Cocaine on Money

An article in the April 2008 issue of Trends in Analytical Chemistry discusses the "state-of-the-art in the analysis of cocaine on banknotes." Apparently scientific interest in this subject has grown enormously. Before 2003 there was only an average of 1.8 papers per year on the subject. Now there's an average of 4.5 papers per year about it.

The most interesting factoid from the article is the amount of cocaine found on money in different countries. Predictably, America leads the pack. (Yay! We're Number One!!!):
The country with the highest contamination of banknotes due to cocaine is the USA (with mean value levels in the range 2.86–28.75 μg cocaine/note, depending on the year and the city)... the highest cocaine levels in Europe can be found in Spanish Euros (€), where 889 μg of cocaine was found in a banknote and the mean concentration was 155 μg/note (n = 16), compared with the lower levels of cocaine found on German Euros (€) (5 times less cocaine per note) and Irish banknotes (€)... semi-quantitative data from 1995 and 1999 suggest that 51% and 40%, respectively, of UK banknotes (£) in general circulation were cocaine contaminated with levels of 0.0011 μg/note, the upper level found on confiscated money being 0.0029 μg/note. In the case of Swiss banknotes, it was found that 6% of the currency (356 samples) was contaminated with cocaine (with concentrations higher than 1 ng/note).

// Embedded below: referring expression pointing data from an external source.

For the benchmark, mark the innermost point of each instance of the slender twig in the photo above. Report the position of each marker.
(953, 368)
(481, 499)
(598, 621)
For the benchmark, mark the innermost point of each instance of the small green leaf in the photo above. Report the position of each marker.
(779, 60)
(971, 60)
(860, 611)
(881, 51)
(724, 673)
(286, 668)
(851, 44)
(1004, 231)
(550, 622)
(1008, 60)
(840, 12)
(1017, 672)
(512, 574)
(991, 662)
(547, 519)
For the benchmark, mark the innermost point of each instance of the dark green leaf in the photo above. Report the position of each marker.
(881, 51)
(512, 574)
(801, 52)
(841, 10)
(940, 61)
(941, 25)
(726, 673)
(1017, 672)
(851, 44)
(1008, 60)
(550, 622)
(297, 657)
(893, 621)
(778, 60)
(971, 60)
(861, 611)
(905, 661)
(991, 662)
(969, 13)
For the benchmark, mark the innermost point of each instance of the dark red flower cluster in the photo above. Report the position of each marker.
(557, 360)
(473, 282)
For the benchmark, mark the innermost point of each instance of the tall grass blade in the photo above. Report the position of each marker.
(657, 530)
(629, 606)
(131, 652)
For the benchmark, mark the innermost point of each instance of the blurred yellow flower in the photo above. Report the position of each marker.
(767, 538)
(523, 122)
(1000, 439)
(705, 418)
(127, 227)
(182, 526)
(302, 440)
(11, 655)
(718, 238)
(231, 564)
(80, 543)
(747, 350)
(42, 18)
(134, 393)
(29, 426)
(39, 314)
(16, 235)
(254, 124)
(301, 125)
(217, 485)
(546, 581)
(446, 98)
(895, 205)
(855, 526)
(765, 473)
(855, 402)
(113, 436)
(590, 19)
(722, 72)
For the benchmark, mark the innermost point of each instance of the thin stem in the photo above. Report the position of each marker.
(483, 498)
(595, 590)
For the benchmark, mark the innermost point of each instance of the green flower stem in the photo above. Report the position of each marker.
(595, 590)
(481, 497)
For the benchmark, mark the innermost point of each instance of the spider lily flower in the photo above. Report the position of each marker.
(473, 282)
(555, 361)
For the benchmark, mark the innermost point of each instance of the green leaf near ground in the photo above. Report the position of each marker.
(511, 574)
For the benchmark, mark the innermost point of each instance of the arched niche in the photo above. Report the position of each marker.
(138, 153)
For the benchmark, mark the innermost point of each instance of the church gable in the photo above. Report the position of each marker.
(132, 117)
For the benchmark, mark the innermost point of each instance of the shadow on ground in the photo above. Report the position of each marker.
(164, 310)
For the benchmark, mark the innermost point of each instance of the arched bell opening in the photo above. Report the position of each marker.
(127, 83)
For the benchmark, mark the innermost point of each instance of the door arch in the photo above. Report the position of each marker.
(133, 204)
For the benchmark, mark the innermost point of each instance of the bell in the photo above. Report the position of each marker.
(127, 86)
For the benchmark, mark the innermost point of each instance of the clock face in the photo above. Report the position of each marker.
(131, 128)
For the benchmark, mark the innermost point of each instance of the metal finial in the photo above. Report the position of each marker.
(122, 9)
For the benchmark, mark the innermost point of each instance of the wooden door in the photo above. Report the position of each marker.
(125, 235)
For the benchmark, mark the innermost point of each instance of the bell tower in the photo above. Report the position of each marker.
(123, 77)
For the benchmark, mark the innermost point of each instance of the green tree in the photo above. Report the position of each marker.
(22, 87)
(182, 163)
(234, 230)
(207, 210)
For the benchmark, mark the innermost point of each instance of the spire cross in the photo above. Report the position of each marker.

The high cocaine levels on Spanish Euros (€) could be explained by Spain being the main entry point for cocaine coming into the European Union. This seems to be confirmed in the UNO report data regarding cocaine seizures in Europe in 2005, where Spain leads the list, followed by Portugal and The Netherlands, and in data about annual prevalence of abuse as a percentage of the population age, where Spain also leads the list of European countries, followed by England, Wales and Italy.